James: Amy or David, do you have any additional feedback on that?

Amy: I would say the same. Especially when it is a location-based business. Doing a lot of digging into the geo-specific reports. One of the reports that I really like is the distance report, so if you are using location extensions, you can actually see, based upon different radius or radii from your business, you can see how conversion performance compares. You can add different bid modifiers and things like that.

Really, the initial audit is very similar to other campaigns, because you are just looking for opportunities to improve efficiency. That doesn't really change from one account to the other. The tactics or strategy that we will employ to achieve that will change, though.

Joel: Okay. Before we go, can you each think of one quick tip that we could take with us for the day?

Competing With Big Brands

David: I have seen twice in the question list, how do we compete with Home Advisor, Thumbtack, Angie's List, the other lead generation sites? That's a huge problem, because Home Advisor and those other advertisers have very deep pockets, and they tend to monopolize the advertising section of the search results.  

My advice is going to sound familiar. Look into Display advertising. The competitors are less frequently present in the Display properties. The clicks are much, much cheaper. It's not unusual to get clicks on local display for anywhere from a couple of pennies up to twenty cents or so. That compares to several dollars per click that you might have to pay on the search results.

James: To piggyback on that, as a local business, you know your market better than Home Advisor does. That is inherently going to be an advantage to you, in the types of services that your local audience is interested in. Home Advisor has nationwide data. They don't know your small little suburb, or how it works. That gives you an advantage on the keywords, the scope, the text ads that you create, the landing pages.

Joel: That, to me, is one of the amazing things about paid advertising or PPC advertising. You're on an even playing field with the big brands. You could be a small shop and compete with large companies with massive budgets and massive reach. You know your business better, or you might just be able to reach people in a way that the large companies can't. What paid advertising is allowing anybody to do is really have a fair chance.

Amy: My tip would be to start with really high intent terms. Start to get a baseline for results and returns. Just lean really heavily on your data. Don't be afraid to shut things off or exclude areas that aren't working. Look for opportunities to expand into new areas, as well. When I say areas, I mean that very generally. Even shutting off keywords. Anything.

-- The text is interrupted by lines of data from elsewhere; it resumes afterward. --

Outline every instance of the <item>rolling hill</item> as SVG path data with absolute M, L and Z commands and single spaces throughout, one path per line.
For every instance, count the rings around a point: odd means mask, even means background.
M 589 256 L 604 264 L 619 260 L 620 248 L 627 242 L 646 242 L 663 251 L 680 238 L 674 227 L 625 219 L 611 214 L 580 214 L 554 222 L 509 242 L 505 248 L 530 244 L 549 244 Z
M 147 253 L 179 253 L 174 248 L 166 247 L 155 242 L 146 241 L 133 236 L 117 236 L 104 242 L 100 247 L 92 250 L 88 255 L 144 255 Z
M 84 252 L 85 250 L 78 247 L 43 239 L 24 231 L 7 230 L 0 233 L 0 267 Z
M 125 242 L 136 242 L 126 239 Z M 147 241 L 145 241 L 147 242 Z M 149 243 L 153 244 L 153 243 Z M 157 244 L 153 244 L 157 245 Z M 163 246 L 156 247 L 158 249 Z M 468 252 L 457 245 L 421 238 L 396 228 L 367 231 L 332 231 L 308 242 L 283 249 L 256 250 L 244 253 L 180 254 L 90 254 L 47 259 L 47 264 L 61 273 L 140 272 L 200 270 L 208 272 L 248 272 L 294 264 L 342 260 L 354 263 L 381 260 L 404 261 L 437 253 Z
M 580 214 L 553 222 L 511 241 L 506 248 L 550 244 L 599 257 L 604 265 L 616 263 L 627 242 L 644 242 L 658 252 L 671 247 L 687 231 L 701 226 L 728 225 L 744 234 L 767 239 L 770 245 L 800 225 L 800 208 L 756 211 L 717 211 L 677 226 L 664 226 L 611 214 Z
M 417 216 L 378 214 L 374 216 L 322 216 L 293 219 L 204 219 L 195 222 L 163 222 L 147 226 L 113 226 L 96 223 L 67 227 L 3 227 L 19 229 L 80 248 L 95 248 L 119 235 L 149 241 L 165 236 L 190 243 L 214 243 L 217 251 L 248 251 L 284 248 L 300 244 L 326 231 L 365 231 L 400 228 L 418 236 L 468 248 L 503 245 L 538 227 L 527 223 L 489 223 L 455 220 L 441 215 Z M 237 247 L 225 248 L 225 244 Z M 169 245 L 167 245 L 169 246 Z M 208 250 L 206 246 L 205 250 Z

James: Yeah, it's a good point. If nobody is going to answer the phone after six o'clock at night, and a phone is a predominant conversion that gets people to convert to buy from you, then turn your ads off after six o'clock at night.

Joel: Okay, well, we're a little bit over time, but it was worth it. I think that's about it. It was really a pleasure. We're going to have this webinar online. You can find it on the webinar section of scmrush.com

James, David, and Amy, once again, thank you very much. It was an honor to host you all today, and I look forward to speaking to you again.